2. The system of claim 1, wherein the system further comprises a scoring component that scores, based on the sparse noise model, each node and edge of the graph topology.
3. The system of claim 2, wherein the score component employs cost functions that incorporate crosstalk, gate, state, and measurement noise to compute scores of the nodes and edges.
4. The system of claim 3, wherein the learning component employs balanced coloring of the quantum computing device graph topology in layers or composite layers to learn the noise of the of the quantum computing device.
5. The system of claim 2, wherein the selection component weights, based on the computed scores of each node and edge of the graph topology from the sparse noise model, gate errors against state preparation and measurement errors to determine qubits to remove.
6. The system of claim 1, wherein the learning component utilizes Pauli-Lindblad noise model learning in optimization of learning the noise model of the quantum computing device.
7. The system of claim 1, wherein the selection component removes qubits from use as long as at least one subgraph isomorphic to an inputted quantum circuit remains, and wherein the selection component retains, after the selected qubits are removed, determined isomorphic subgraphs.
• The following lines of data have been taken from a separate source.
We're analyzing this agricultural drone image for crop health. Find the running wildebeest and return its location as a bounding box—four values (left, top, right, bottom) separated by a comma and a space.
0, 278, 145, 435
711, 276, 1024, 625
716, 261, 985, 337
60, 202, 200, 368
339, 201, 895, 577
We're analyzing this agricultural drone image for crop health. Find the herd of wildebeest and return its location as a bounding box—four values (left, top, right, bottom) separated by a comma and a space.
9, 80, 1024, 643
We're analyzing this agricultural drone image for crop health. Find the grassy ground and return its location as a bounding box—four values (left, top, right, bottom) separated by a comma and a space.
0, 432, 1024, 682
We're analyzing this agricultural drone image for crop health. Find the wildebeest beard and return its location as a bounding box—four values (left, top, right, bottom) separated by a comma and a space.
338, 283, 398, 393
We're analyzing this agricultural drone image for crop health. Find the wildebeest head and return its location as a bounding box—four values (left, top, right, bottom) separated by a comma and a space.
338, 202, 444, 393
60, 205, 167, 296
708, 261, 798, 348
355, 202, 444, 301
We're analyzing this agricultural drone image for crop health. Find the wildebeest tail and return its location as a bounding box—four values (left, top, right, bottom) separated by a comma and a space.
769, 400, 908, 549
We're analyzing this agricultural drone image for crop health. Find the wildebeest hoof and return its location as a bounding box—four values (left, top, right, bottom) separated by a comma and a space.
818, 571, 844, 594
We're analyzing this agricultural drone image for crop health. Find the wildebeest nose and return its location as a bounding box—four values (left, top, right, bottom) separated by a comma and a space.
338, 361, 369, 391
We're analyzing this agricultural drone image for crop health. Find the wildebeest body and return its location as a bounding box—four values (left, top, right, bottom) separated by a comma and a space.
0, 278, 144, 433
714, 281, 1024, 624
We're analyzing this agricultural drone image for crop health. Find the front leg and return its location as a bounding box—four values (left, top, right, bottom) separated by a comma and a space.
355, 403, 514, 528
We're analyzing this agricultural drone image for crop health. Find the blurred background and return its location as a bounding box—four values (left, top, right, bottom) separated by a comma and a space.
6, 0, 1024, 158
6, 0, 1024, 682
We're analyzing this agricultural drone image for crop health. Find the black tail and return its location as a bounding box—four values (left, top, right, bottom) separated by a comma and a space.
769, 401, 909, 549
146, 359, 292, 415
8. The system of claim 1, wherein the selection component determines admissible quantum computing device fragments, and wherein admissible fragments comprise fragments such that a coupling map is sizeable to embed a target circuit.
9. The system of claim 8, wherein the system further comprises a mapping component that determines and obtains feasible embedding layouts of the fragments on a circuit graph.
10. The system of claim 9, wherein the mapping component transpiles a quantum circuit backend to determine an optimal mapping under noise-independent conditions.
11. The system of claim 2, wherein the scoring component scores determined fragment embedding layouts on a circuit graph, and wherein the selection component selects, based on the scored fragment embeddings, a minimum score fragment embedding layout as an optimal virtual-to-physical qubit mapping.
12. The system of claim 1, wherein the selection component performs, based on accuracy and optimization requirements, a second sparse learning on fragment embedding layouts and selects a quantity of optimal virtual-to-physical qubit mappings.
13. A computer-implemented method, comprising:
employing, by the system, sparse tomography to learn noise of a quantum computing device to build a sparse noise model of the quantum computing device; and
selecting, by the system, based on the sparse noise model and a quantum circuit, nodes and edges of a graph topology of the quantum computing device by removing selected qubits.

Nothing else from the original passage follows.